Even a slight performance drop can lead to significant resource waste in the management of large cloud infrastructure. For example, in a company like Meta, a 0.05% reduction in operation speed of an application may seem trivial, but with millions of servers running at the same time, this tiny delay can accumulate into waste of thousands of servers. Therefore, it is a huge challenge for Meta to discover and resolve these tiny performance regressions in a timely manner.
To solve this problem, Meta AI launched FBDetect, a performance regression detection system for production environments that can capture minimal performance regression, even as low as 0.005%. FBDetect is capable of monitoring approximately 800,000 time series, covering multiple metrics such as throughput, latency, CPU and memory usage, involving hundreds of services and millions of servers. By adopting innovative technologies such as stack trace sampling across the entire server cluster, FBDetect is able to capture subtle subroutine-level performance differences.
FBDetect focuses on subroutine level performance analysis, which reduces detection difficulty from 0.05% application level regression to a more easily recognizable subroutine level change. This approach significantly reduces noise, making tracking changes more practical.
The technical core of FBDetect includes three main aspects. First, it reduces the variance of performance data through subroutine-level regression detection, so that small regressions can also be identified in time. Secondly, the system will perform stack trace sampling on the entire server cluster, accurately measuring the performance of each subroutine, similar to performing performance analysis in a large-scale environment. Finally, for each detected regression, FBDetect performs a root cause analysis to determine whether the regression is caused by a temporary problem, a cost change, or an actual code change.

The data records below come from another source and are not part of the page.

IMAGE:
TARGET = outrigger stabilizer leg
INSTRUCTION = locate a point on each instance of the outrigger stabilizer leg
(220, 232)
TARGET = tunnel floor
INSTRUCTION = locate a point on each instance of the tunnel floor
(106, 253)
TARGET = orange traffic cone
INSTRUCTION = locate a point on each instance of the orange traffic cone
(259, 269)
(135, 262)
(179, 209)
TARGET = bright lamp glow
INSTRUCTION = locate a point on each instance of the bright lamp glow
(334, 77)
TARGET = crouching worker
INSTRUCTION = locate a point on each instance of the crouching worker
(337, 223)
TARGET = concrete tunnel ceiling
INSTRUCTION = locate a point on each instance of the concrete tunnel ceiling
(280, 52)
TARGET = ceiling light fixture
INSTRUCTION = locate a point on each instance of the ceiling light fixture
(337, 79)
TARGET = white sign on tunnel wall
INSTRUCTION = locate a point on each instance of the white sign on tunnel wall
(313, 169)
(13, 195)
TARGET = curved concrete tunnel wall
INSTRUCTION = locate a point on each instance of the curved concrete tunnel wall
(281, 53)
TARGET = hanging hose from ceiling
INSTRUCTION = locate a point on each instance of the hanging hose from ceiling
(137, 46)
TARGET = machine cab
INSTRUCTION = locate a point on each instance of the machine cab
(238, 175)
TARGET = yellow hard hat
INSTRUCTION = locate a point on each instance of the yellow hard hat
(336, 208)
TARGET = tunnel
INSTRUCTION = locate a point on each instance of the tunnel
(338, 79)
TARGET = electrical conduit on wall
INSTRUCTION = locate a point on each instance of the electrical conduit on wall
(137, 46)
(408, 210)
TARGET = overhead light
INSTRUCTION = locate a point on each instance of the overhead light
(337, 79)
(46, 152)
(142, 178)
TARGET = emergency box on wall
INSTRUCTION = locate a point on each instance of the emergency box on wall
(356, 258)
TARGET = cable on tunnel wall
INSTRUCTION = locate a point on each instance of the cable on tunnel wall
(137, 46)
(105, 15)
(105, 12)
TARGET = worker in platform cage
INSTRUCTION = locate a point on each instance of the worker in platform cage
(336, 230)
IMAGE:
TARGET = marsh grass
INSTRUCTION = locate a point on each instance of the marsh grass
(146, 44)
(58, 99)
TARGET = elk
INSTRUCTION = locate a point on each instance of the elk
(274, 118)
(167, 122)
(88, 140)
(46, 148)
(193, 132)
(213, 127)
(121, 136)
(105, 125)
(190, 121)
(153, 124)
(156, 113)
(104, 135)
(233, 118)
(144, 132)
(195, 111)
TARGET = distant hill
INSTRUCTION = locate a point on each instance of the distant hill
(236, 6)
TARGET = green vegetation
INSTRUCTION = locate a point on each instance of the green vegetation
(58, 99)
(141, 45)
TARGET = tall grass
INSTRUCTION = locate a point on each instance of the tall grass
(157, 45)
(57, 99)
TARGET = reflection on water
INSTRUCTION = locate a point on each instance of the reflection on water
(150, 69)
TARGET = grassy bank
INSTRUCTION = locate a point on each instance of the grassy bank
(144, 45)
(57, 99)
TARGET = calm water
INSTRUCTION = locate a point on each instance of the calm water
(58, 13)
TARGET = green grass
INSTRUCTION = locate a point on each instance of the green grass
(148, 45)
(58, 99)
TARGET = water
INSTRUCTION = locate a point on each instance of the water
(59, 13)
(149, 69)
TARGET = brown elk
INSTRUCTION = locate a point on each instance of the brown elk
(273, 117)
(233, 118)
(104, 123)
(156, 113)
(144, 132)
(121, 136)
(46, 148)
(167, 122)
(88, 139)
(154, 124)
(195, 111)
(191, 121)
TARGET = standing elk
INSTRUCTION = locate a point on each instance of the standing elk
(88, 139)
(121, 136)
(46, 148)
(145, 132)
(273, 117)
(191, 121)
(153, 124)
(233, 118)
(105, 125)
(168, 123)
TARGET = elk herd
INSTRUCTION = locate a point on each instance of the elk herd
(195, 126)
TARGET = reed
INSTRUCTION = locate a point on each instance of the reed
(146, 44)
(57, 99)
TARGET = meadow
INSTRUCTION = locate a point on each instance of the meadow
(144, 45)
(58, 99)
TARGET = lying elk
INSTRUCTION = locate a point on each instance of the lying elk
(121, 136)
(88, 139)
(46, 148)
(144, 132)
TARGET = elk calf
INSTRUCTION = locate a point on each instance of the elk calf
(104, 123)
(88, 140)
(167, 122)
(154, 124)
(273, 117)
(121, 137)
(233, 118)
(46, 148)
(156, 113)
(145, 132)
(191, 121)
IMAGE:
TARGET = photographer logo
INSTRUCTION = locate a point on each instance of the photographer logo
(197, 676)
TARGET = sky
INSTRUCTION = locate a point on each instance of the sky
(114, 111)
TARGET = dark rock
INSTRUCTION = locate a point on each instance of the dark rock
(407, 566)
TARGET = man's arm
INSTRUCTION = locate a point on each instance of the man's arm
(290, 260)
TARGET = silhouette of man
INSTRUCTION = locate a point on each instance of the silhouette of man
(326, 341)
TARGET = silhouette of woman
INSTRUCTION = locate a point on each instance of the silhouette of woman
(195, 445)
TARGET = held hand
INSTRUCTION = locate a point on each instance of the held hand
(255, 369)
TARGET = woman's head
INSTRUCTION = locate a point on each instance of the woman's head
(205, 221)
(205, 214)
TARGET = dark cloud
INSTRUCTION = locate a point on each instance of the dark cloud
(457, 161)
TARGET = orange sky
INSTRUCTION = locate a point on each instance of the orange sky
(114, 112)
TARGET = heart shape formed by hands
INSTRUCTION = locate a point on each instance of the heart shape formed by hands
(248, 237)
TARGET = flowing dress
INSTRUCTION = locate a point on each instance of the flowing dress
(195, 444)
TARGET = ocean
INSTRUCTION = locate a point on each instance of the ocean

After seven years of actual production environment testing, FBDetect has strong anti-interference capabilities and can effectively filter out false regression signals. The introduction of this system not only significantly reduces the number of events developers need to investigate, but also improves the efficiency of the Meta infrastructure. With the detected small regression, FBDetect helps Meta avoid resource waste on about 4,000 servers each year.
In large enterprises like Meta with millions of servers, performance regression detection is particularly important. With its advanced monitoring capabilities, FBDetect not only improves the recognition rate of micro regressions, but also provides developers with effective root cause analysis methods, which helps to solve potential problems in a timely manner and promotes the efficient operation of the entire infrastructure.
Paper entrance: https://tangchq74.github.io/FBDetect-SOSP24.pdf
Key points:
FBDetect can monitor tiny performance regressions, even as low as 0.005%, greatly improving detection accuracy.
The system covers approximately 800,000 time series, involves multiple performance metrics, and is able to perform accurate analysis in large-scale environments.
After seven years of practical application, FBDetect has helped Meta avoid resource waste of about 4,000 servers a year, improving the overall efficiency of the infrastructure.
In short, FBDetect provides Meta's large-scale cloud infrastructure with efficient performance regression detection and analysis capabilities, effectively reducing resource waste, improving system stability and operating efficiency. Its advanced technology and practical application effects are worth learning from. The application of this system in resource management of large enterprises provides new ideas for improving resource utilization and reducing operating costs.